Background: Foot disorders in older individuals contribute to balance, posture, and gait instability, causing a decrease in activity of daily living and quality of life. However, the existing foot problems of older individuals in the community have not been studied well in Japan.
Method: This cross-sectional study analyzed the foot-related data of 176 frail, old-aged participants who attended day service centers in Japan. Foot conditions were assessed and measured from various aspects, as was weight distribution to the floor. Multiple regression analysis was used to find foot item variables that correlated with toe-grip strength and walking speed.

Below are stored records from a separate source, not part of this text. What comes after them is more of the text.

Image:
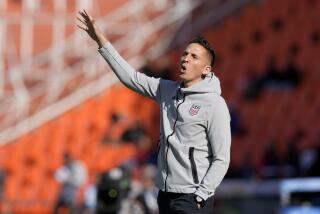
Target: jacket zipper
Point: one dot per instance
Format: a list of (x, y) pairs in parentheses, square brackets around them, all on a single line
[(193, 165), (167, 142)]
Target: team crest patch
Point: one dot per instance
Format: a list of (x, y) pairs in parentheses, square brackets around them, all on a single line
[(194, 109)]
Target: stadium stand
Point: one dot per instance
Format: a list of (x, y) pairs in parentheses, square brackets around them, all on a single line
[(244, 42)]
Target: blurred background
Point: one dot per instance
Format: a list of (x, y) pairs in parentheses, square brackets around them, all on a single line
[(74, 140)]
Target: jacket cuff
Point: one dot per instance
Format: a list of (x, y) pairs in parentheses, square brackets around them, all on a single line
[(201, 194)]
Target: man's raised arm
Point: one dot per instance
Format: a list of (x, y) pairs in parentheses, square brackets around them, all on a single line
[(134, 80)]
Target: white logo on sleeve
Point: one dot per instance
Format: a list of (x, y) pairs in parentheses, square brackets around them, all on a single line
[(194, 109)]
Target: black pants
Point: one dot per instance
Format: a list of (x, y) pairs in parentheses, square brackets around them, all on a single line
[(172, 203)]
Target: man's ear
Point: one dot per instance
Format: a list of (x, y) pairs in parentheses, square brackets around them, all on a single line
[(207, 70)]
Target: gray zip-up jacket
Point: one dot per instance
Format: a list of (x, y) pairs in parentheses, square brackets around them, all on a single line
[(195, 138)]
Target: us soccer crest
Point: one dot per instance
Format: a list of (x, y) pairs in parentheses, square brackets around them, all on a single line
[(194, 109)]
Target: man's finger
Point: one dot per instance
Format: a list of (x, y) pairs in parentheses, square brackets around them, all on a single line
[(85, 29), (84, 16), (83, 22), (90, 18)]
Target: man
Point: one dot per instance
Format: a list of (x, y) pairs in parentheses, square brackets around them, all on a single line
[(195, 134)]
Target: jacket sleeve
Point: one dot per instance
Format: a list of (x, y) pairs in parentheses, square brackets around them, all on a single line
[(219, 135), (139, 82)]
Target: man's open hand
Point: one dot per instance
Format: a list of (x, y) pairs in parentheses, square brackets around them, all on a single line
[(88, 24)]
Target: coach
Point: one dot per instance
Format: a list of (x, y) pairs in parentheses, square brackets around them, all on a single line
[(195, 132)]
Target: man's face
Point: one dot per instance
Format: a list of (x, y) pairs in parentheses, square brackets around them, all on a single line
[(194, 63)]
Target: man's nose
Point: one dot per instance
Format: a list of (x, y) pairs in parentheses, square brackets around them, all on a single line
[(185, 59)]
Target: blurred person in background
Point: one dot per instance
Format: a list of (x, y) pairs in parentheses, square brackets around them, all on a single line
[(71, 176), (2, 178), (112, 191), (195, 137), (146, 201)]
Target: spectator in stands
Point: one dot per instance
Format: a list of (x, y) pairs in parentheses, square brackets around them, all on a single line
[(195, 145), (237, 126), (115, 131), (146, 201), (90, 195), (71, 176), (271, 161), (112, 191), (291, 165), (292, 74), (253, 86), (2, 178)]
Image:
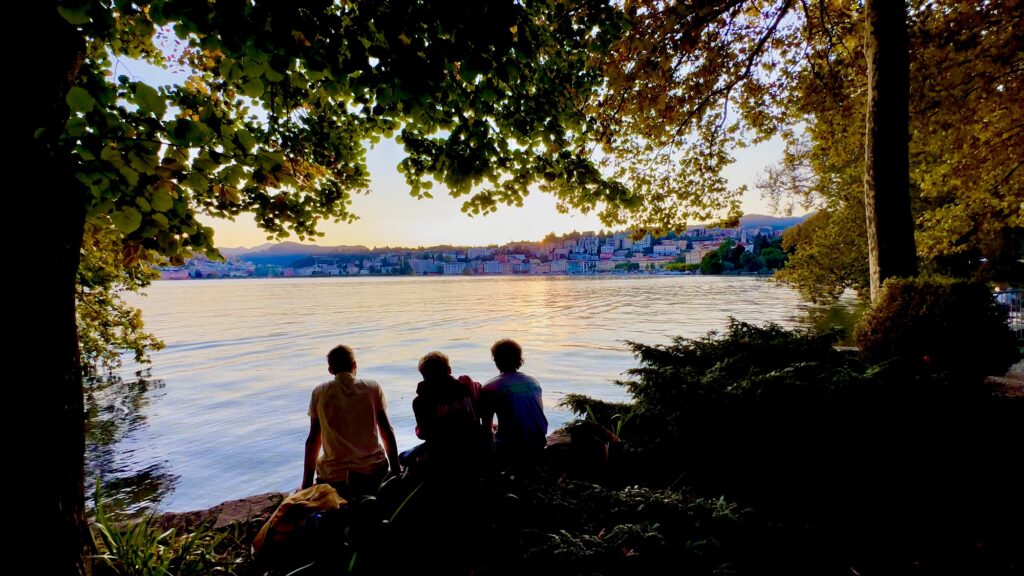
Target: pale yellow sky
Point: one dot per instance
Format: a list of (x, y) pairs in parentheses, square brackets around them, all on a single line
[(389, 216)]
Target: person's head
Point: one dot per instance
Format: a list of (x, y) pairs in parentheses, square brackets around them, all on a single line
[(341, 359), (434, 365), (507, 355)]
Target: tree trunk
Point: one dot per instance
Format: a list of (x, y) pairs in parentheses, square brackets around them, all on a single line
[(60, 505), (891, 250)]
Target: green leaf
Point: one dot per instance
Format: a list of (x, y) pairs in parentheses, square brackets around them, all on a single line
[(148, 99), (130, 175), (80, 99), (198, 182), (246, 139), (272, 75), (76, 16), (127, 219), (161, 200), (253, 88)]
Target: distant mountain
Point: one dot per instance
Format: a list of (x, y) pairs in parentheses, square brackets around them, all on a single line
[(231, 252), (285, 253), (774, 222)]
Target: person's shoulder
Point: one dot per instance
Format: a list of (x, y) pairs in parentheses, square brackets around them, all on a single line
[(368, 383), (321, 386), (494, 383)]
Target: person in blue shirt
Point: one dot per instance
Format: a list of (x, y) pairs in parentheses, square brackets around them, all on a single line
[(516, 400)]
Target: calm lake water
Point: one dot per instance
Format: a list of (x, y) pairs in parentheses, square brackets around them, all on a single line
[(223, 413)]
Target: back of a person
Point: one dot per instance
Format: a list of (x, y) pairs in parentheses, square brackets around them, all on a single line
[(347, 410), (516, 400)]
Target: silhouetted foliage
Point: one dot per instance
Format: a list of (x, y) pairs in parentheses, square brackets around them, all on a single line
[(938, 325)]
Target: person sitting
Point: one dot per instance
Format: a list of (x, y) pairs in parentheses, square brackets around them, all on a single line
[(446, 418), (517, 401), (348, 419)]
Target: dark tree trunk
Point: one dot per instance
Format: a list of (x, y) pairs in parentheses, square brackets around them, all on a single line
[(58, 199), (891, 250)]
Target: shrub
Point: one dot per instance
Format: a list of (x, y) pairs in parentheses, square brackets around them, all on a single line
[(938, 325)]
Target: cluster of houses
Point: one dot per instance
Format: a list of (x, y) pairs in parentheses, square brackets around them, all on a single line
[(576, 253)]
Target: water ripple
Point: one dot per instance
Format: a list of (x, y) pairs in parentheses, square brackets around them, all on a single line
[(243, 356)]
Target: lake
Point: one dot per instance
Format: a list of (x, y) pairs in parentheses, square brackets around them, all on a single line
[(223, 413)]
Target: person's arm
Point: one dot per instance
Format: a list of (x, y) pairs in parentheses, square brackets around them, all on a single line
[(422, 418), (312, 451), (390, 445), (486, 405)]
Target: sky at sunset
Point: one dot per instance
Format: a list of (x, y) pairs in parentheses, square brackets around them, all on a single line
[(389, 216)]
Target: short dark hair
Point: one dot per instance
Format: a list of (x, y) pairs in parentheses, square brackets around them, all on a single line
[(340, 359), (434, 365), (507, 355)]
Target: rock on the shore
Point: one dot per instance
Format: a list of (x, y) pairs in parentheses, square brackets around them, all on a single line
[(259, 506)]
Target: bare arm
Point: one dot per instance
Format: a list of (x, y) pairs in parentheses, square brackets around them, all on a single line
[(390, 445), (312, 451)]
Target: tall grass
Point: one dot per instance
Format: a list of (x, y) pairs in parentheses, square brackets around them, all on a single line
[(141, 548)]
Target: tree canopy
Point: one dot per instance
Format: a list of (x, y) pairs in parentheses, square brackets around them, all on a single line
[(966, 147)]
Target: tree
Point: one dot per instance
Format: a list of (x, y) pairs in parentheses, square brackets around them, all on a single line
[(687, 84), (273, 119), (887, 184), (966, 139)]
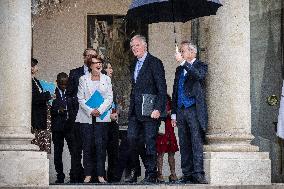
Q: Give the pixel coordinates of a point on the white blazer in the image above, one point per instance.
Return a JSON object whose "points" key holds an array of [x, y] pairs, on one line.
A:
{"points": [[85, 91]]}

Results: Prevalence of skin dryness and suspected and existing nail fungal infection was high in both sexes regardless of care level. Prevalence rate of toe deformity and arch deformity was significantly higher in men and women requiring long-term care, respectively. The multiple regression analysis using stepwise method indicated the right toe-grip strength had a statistically significant association with the arch deformity, suspected or existing nail fungal infection, and nail thickness of the right sided foot (p-value, 0·012, 0·034, 0·040 respectively). Coefficients of all independent variables were negative. Any independent variables were not selected from the left foot. The corn, callus and toe deformity of right sided foot was significantly associated with walking test (p-value, 0·026, 0·033 respectively).
Conclusions: Our study supported that individuals requiring more long-term care tend to have more foot problems. Some specific conditions were associated with toe-grip force and walking speed. This finding contributes to future strategies to protect foot health for community-dwelling older individuals, particularly the frail population.